第41話「潜入②」
「びっくりした?」
突然背後に現れたちびっ子は、嬉しそうに飛び跳ねた。外見は小学校中学年くらいだろうか。その様子はイタズラの成功に喜ぶ子どもそのものだ。
「お兄さん、新しいアルバイトの人?」
「ああ、うん、よくわかったね」
「ほんとに!?」
「ホント、ホント」
実際はまだ面接前なので、正式に採用されたわけではないのだが、嘘ではない。イタズラの驚きからなかなか抜け出せない貫一をよそに、ちびっ子は椅子の周りをぐるぐると回って、貫一を観察した。
「お兄さんはなんだかフツウって感じだね」
「それは褒めてくれてるのかな」
「どっちだと思う?」
「う~ん、それじゃあ、こっちの方が嬉しいから、褒めてくれてるに一票」
「せいかい! ボクはフツウな方がうれしいよ。だってそっちの方が楽しいでしょ。じいやはぜんぜんびっくりしてくれないし」
「ははは、なるほどね……」
貫一は目の前の男の子をもう一度注意深く見た。
服装は短パンにシャツ、そしてサスペンダー。いかにも私立の小学校の制服といった雰囲気だ。すそが汚れているのは天井裏から侵入してきたからだろうか。
もしそうだとすれば、かなりのおてんばだ。そして、いたずらをしても悪びれることなく堂々とした、どこかふてぶてしささえ感じるような態度。
おそらく、この子が家庭教師の相手なのだろう。
だとすれば、心証を悪くするのは得策ではない。
「お名前を聞いてもいいかな?」
「うん、ユウだよ。一文字でにんべんにあるって書いて『侑』」
「僕はカンイチだよ。つらぬくに数字のいちで貫一。せっかくだから何かして遊ぼうか?」
「うん! 何して遊ぶ?」
貫一はすぐにチャンスに気が付いた。
この子が彼女へ続く手がかりを握っている可能性も十分にある。だとすれば、今のうちに……。
「VRゲームはどうかな?」
「いいよ。ゲームは好き! 勉強より楽しいし」
「じゃあ、ADGsはどう?」
侑の表情が一瞬で曇る。その時、貫一は今回の調査も一筋縄ではいきそうにないことを悟った。
「もうやったけど、つまんなかった」
「どこがつまらなかったの?」
「だって、勝っちゃうもん」
「勝っちゃう? じゃあ強いんだ?」
「そうだよ、ボクはすっごく強いの」
「それなら、お兄さんがすご~く強かったら、戦ってくれるかな?」
「お兄さんならいい……かな。あんまり強くなさそうなカオしてるし」
「うぐっ、ま、前に大会で優勝したこともあるんだからね」
「大会がショボかったんでしょ。だけど、ホントにめちゃくちゃ強い人とはやりたくないよ。だって負けちゃうもん」
「えぇ……強い人とも弱い人とも戦いたくないの?」
「そう。だからやんないんだ。……あのオモチャも弱いし、もうつまんなくなっちゃったし」
その時、扉が開き、向こうから執事がやってきた。貫一をここまで案内してきた執事だ。
「おぼっちゃま、ここにいらっしゃったのですか」
「見つかっちゃった」
「屋根裏を通るのは危ないですからおやめくださいと、何度も申したではありませんか」
執事は天井に空いた穴と汚れた侑の衣服を見て、ため息を吐いた。
ちびっ子はとてとてと執事の方へと歩いていく。
「この後、直接面接をしていただく予定でしたが……」
「気に入ったよ。じい」
「それは何よりでございます」
貫一はイマイチ話が飲み込めない。
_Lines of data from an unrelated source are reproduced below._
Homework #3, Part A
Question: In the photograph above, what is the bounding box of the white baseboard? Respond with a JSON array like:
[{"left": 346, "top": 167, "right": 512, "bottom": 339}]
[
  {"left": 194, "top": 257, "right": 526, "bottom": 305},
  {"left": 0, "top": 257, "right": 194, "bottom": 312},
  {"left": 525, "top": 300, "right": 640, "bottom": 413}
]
だが、悪い話ではなさそうだと感じ、一息つく。
侑は貫一へと向き直って、笑みを浮かべ、右手を差し出した。
「ボクの新しいオモチャになってよ」
その時、やっと貫一は理解した。
侑の言うところの“オモチャ”がモノではなく、人間だということ。
そして、このちびっ子が彼女へつながる手がかりなどではなく、渦中の当事者で、“オモチャ”が彼女である可能性について思い至ったのだった。